Ignácio
Para mim, os escritores são amigos assustadores, tão feitos de gentileza quanto da capacidade de nos mostrar a morte, falar dela de frente, sem trégua, abusados e tristes, abusados e furiosos. Os escritores são sempre perigosos e não podem deixar de o ser, porque estão como bravos guerreiros do pensamento, levantados perante o que há para haver muito mais. Os escritores imaginam mais mundo e mais humanidade. Contra tudo, eles aumentam à medida do que nem sabemos necessitar.
Assim é Ignácio de Loyola Brandão, herói brasileiro que criou ferocidade contra ditaduras e maldades ainda sem nome. Mas, quanto mais feroz contra o grotesco dos regimes, Ignácio mais amansou seu coração, nutrindo generosidade e um amor lindo pelos outros.
Uma das maiores fortunas de minha vida foi seu abraço. A sensação de estar dentro de um abraço cheio de significado, sincero, que encurta oceanos de lonjura e nos torna bastante família. Ignácio podia ser uma espécie de pai para mim. Eu acredito que os escritores também nascem uns nos outros. Eu nasci muito no que li de Proust ou Tolstói, e nasci muito no que li de Ignácio, porque eu venho de “Zero” e de “Não verás país nenhum”. Sou um cidadão feito daquele grito e em minha ossatura deixei muita arma para que me mantenha de pé diante do mesmo grotesco que Ignácio combate.

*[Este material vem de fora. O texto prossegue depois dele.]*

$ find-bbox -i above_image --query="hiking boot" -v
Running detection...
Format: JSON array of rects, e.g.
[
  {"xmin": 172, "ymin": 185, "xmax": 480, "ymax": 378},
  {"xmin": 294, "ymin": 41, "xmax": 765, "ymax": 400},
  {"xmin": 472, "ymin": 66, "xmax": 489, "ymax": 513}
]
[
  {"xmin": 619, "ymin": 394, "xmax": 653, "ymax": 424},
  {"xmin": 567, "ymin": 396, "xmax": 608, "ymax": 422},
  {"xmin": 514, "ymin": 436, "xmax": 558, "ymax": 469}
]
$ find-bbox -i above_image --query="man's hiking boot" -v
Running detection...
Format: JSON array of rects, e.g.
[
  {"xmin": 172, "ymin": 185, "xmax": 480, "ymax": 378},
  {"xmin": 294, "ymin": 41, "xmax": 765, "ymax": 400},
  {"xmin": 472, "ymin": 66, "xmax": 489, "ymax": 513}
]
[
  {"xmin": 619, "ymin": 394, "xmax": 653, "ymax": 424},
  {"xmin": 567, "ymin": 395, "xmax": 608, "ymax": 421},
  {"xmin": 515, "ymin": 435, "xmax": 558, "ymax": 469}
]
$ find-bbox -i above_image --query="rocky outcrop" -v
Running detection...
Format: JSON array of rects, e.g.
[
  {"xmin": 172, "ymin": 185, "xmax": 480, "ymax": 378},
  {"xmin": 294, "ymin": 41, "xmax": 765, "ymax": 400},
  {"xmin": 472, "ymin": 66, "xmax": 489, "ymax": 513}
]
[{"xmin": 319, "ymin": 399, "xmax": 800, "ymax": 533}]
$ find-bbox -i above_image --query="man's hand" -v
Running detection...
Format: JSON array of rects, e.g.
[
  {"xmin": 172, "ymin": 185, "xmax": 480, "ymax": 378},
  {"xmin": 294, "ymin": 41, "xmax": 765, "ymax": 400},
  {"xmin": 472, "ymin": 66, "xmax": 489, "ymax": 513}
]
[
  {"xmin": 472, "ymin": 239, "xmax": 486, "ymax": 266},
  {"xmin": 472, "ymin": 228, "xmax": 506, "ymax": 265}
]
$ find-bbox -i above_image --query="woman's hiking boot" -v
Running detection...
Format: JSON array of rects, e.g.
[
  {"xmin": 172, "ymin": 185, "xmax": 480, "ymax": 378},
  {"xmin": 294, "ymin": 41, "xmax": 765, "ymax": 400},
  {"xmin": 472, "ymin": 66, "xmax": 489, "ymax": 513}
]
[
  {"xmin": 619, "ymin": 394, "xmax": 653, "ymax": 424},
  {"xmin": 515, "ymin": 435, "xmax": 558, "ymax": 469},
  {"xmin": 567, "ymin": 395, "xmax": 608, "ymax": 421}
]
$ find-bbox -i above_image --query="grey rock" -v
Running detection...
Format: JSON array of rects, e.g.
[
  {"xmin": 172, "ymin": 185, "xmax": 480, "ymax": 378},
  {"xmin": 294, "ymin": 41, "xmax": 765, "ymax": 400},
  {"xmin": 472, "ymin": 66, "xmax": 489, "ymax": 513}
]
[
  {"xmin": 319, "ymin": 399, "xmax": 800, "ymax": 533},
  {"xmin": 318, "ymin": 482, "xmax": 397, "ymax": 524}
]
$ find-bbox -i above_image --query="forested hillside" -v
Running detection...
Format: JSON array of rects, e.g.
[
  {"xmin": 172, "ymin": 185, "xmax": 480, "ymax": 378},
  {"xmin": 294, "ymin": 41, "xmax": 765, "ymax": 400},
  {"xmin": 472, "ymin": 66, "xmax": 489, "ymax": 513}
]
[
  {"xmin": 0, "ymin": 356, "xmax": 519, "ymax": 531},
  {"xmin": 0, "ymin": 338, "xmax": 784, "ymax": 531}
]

Todas as cidadanias são impuras porque nos radicamos em tantos lugares, nossa persona é múltipla e feita até de fantasia. Minha impureza é meu império. Por isso, tenho, sim, origem também na obra de Ignácio e fico feliz de poder ser seu amigo, exactamente como alguém que se torna amigo de um presidente, de um nobre que mereça sua corte e seu castelo.
Foi há muito pouco tempo que voltei a ver o meu amigo e a dar-lhe um abraço. Não há como explicar o orgulho de ser tomado assim por um grande mestre que, além da grande obra, soube maturar como pessoa. Eu quero ser como ele. Ganhar idade a ser bom escritor e resultar num melhor homem ainda. Para que ao fim de tudo, nas contas feitas, se note que valeu a pena. Aprendi de verdade o essencial. Assim como Ignácio ensina.
As pessoas mais velhas que ainda são capazes de paixões, pela Márcia, por exemplo, mas também por livros e pelo seu país, pelos amigos e pelos muros ajardinados, pela luz do fim da tarde ou pela porcelana limpa, são as que me convencem da inteligência. Quero envelhecer apaixonado. Sem sucumbir ao azedo das batalhas e das perdas. Assim como Ignácio ensina.